Deposits and Expert Solution

[0116] The applicant requests that a sample of the deposited micro-organisms stated below may only be made available to an expert, until the date on which the patent is granted.

[0117] The Lactobacillus fermentum strain CHCC12798 was deposited at German Collection of Microorganisms and Cell Cultures (Deutsche Sammlung von Mikroorganismen und Zellkulturen GmbH; DSMZ), Inhoffenstr. 7B, D-38124 Braunschweig deposited on Jul. 16, 2015 under the accession No.: 32084.

[0118] The Lactobacillus fermentum strain CHCC12797 was deposited at German Collection of Microorganisms and Cell Cultures (Deutsche Sammlung von Mikroorganismen und Zellkulturen GmbH; DSMZ), Inhoffenstr. 7B, D-38124 Braunschweig deposited on Jul. 16, 2015 under the accession No.: 32085.
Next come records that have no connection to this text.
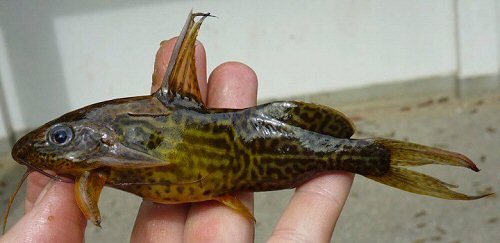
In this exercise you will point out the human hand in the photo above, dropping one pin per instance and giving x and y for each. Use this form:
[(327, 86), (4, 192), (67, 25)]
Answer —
[(51, 214)]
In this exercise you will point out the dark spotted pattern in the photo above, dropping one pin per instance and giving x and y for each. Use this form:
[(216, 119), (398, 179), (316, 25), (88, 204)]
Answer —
[(181, 152)]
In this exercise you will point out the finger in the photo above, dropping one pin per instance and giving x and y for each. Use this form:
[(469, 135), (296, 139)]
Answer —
[(54, 217), (231, 85), (36, 182), (156, 222), (163, 57), (314, 209)]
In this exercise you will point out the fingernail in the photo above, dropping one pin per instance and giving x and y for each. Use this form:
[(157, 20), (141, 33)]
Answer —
[(44, 191)]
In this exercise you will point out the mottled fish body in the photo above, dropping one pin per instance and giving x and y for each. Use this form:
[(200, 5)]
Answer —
[(169, 148)]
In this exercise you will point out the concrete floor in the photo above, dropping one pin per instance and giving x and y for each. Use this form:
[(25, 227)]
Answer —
[(374, 212)]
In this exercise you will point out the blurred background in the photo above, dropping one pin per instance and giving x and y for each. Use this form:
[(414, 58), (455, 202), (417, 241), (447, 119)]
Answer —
[(420, 70)]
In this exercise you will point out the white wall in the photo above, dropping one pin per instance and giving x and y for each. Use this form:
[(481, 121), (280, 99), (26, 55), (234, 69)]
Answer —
[(58, 56), (3, 130)]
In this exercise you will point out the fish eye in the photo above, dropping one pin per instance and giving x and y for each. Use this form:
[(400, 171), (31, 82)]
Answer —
[(60, 135)]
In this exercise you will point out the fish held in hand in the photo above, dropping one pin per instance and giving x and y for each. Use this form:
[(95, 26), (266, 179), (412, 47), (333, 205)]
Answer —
[(169, 148)]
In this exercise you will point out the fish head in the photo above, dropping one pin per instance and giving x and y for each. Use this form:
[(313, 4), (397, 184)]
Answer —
[(88, 138), (67, 144)]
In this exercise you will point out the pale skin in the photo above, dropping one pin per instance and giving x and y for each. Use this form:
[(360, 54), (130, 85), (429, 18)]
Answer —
[(51, 214)]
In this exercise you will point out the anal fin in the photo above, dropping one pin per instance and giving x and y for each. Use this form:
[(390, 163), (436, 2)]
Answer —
[(234, 203)]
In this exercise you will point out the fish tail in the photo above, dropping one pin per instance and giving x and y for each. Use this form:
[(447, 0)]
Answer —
[(404, 154)]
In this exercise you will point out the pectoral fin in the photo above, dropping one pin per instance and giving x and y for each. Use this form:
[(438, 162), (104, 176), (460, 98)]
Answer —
[(88, 187), (180, 79), (235, 204)]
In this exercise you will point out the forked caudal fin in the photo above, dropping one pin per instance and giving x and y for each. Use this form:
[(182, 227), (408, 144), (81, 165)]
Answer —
[(409, 154)]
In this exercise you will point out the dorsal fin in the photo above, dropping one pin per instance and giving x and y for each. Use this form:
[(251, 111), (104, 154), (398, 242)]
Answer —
[(180, 80)]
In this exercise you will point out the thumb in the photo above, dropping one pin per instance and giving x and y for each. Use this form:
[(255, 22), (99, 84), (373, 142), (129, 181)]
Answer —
[(55, 217)]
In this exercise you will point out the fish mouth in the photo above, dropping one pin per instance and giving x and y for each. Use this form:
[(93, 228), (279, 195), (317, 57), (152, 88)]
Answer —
[(32, 168)]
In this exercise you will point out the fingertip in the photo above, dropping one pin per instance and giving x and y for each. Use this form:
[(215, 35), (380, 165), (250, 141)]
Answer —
[(159, 221), (54, 218), (314, 209), (232, 85)]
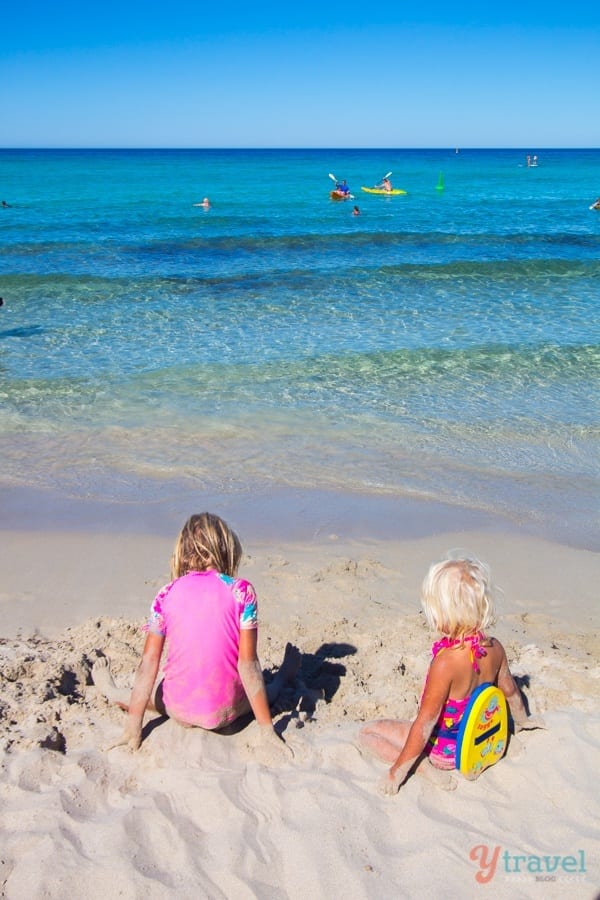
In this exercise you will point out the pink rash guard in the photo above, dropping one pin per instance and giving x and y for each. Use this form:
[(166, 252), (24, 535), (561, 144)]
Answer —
[(201, 615)]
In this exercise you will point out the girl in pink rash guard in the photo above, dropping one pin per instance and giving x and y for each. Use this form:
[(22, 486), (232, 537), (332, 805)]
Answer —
[(208, 617)]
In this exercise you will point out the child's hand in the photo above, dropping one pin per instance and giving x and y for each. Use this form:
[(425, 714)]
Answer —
[(270, 740), (390, 784), (529, 723), (131, 738)]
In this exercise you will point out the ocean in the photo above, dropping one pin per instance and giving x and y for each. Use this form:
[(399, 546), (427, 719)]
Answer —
[(278, 354)]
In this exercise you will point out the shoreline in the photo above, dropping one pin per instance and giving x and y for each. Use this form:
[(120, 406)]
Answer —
[(275, 514)]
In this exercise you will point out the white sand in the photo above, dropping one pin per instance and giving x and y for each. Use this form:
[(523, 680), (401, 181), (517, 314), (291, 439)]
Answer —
[(195, 814)]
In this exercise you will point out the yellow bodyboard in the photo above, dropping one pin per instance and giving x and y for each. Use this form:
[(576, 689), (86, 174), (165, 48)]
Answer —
[(483, 731)]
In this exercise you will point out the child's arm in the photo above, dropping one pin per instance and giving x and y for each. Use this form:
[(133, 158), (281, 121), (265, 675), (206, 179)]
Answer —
[(251, 676), (437, 689), (510, 689), (145, 678)]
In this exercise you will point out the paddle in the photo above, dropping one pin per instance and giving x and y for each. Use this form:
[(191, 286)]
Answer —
[(333, 178)]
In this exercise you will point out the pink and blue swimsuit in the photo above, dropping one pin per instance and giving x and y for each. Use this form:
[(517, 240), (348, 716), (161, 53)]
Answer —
[(201, 615), (442, 743)]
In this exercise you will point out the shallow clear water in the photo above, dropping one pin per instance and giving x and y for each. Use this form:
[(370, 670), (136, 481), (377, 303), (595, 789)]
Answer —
[(443, 344)]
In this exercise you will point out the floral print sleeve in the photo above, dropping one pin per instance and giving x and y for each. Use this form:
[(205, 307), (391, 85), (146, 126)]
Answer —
[(156, 621), (245, 596)]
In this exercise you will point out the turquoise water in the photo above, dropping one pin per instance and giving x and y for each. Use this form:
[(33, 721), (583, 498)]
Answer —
[(441, 345)]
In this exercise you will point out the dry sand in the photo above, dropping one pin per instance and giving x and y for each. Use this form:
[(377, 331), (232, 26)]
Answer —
[(195, 814)]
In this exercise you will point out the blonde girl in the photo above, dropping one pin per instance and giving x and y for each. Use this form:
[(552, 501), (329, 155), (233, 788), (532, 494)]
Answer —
[(458, 604)]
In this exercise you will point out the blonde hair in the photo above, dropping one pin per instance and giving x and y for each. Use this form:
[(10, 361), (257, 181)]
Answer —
[(457, 597), (206, 542)]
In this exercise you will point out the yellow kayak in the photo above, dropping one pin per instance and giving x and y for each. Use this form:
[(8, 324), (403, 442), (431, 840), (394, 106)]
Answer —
[(393, 192)]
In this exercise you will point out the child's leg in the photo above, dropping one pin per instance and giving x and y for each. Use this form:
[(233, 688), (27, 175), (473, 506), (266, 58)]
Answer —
[(384, 738), (102, 678)]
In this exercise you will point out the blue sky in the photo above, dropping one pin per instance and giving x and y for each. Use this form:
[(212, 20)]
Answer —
[(152, 74)]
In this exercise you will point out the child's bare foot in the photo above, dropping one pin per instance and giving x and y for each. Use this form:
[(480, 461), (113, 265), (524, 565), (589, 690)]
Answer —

[0119] The Lactobacillus fermentum strain CHCC14591 was deposited at German Collection of Microorganisms and Cell Cultures (Deutsche Sammlung von Mikroorganismen und Zellkulturen GmbH; DSMZ), Inhoffenstr. 7B, D-38124 Braunschweig deposited on Jul. 16, 2015 under the accession No.: 32086.

[0120] The Lactobacillus fermentum strain CHCC14588 was deposited at German Collection of Microorganisms and Cell Cultures (Deutsche Sammlung von Mikroorganismen und Zellkulturen GmbH; DSMZ), Inhoffenstr. 7B, D-38124 Braunschweig deposited on Jul. 16, 2015 under the accession No.: 32087.
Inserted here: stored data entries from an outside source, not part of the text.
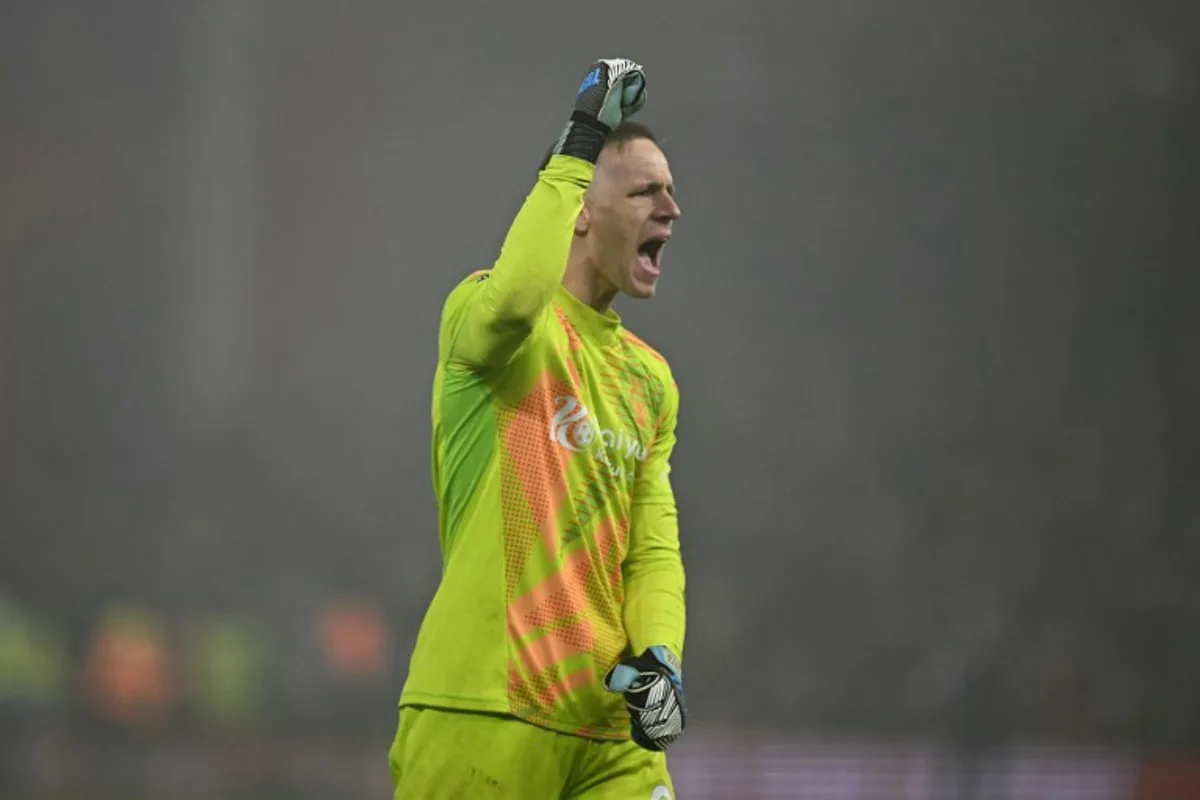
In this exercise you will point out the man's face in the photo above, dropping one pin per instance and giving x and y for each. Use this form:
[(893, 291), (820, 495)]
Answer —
[(628, 215)]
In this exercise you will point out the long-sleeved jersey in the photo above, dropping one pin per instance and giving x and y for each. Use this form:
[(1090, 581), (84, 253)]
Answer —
[(552, 433)]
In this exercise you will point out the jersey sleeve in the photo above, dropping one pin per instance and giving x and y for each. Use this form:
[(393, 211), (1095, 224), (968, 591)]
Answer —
[(487, 320), (653, 570)]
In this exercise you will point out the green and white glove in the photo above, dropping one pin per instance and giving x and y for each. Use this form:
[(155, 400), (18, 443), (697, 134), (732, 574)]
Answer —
[(611, 92)]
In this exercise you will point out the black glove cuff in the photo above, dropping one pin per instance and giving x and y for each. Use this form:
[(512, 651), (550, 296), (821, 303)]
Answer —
[(583, 137)]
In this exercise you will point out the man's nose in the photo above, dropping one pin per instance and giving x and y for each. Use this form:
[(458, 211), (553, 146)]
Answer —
[(670, 210)]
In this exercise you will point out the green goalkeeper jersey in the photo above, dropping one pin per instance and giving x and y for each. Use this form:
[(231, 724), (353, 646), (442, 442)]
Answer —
[(553, 428)]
[0121] The Lactobacillus fermentum strain CHCC15844 was deposited at German Collection of Microorganisms and Cell Cultures (Deutsche Sammlung von Mikroorganismen und Zellkulturen GmbH; DSMZ), Inhoffenstr. 7B, D-38124 Braunschweig deposited on Jul. 16, 2015 under the accession No.: 32088.

[0122] The Lactobacillus fermentum strain CHCC15865 was deposited at German Collection of Microorganisms and Cell Cultures (Deutsche Sammlung von Mikroorganismen und Zellkulturen GmbH; DSMZ), Inhoffenstr. 7B, D-38124 Braunschweig deposited on Jul. 16, 2015 under the accession No.: 32089.

[0123] The Lactobacillus fermentum strain CHCC15847 was deposited at German Collection of Microorganisms and Cell Cultures (Deutsche Sammlung von Mikroorganismen und Zellkulturen GmbH; DSMZ), Inhoffenstr. 7B, D-38124 Braunschweig deposited on Jul. 16, 2015 under the accession No.: 32090.

[0124] The Lactobacillus fermentum strain CHCC15848 was deposited at German Collection of Microorganisms and Cell Cultures (Deutsche Sammlung von Mikroorganismen und Zellkulturen GmbH; DSMZ), Inhoffenstr. 7B, D-38124 Braunschweig deposited on Jul. 16, 2015 under the accession No.: 32091.

[0125] The Lactobacillus fermentum strain CHCC15926 was deposited at German Collection of Microorganisms and Cell Cultures (Deutsche Sammlung von Mikroorganismen und Zellkulturen GmbH; DSMZ), Inhoffenstr. 7B, D-38124 Braunschweig deposited on Jul. 22, 2015 under the accession No.: 32096.

[0126] The Lactobacillus fermentum strain CHCC2008 was deposited at German Collection of Microorganisms and Cell Cultures (Deutsche Sammlung von Mikroorganismen und Zellkulturen GmbH; DSMZ), Inhoffenstr. 7B, D-38124 Braunschweig deposited on May 19, 2009 under the accession No.: 22584.

[0127] The Lactobacillus rhamnosus strain CHCC15860 was deposited at German Collection of Microorganisms and Cell Cultures (Deutsche Sammlung von Mikroorganismen und Zellkulturen GmbH; DSMZ), Inhoffenstr. 7B, D-38124 Braunschweig deposited on Jul. 16, 2015 under the accession No.: 32092.

[0128] The deposits were made according to the Budapest treaty on the international recognition of the deposit of microorganisms for the purposes of patent procedure.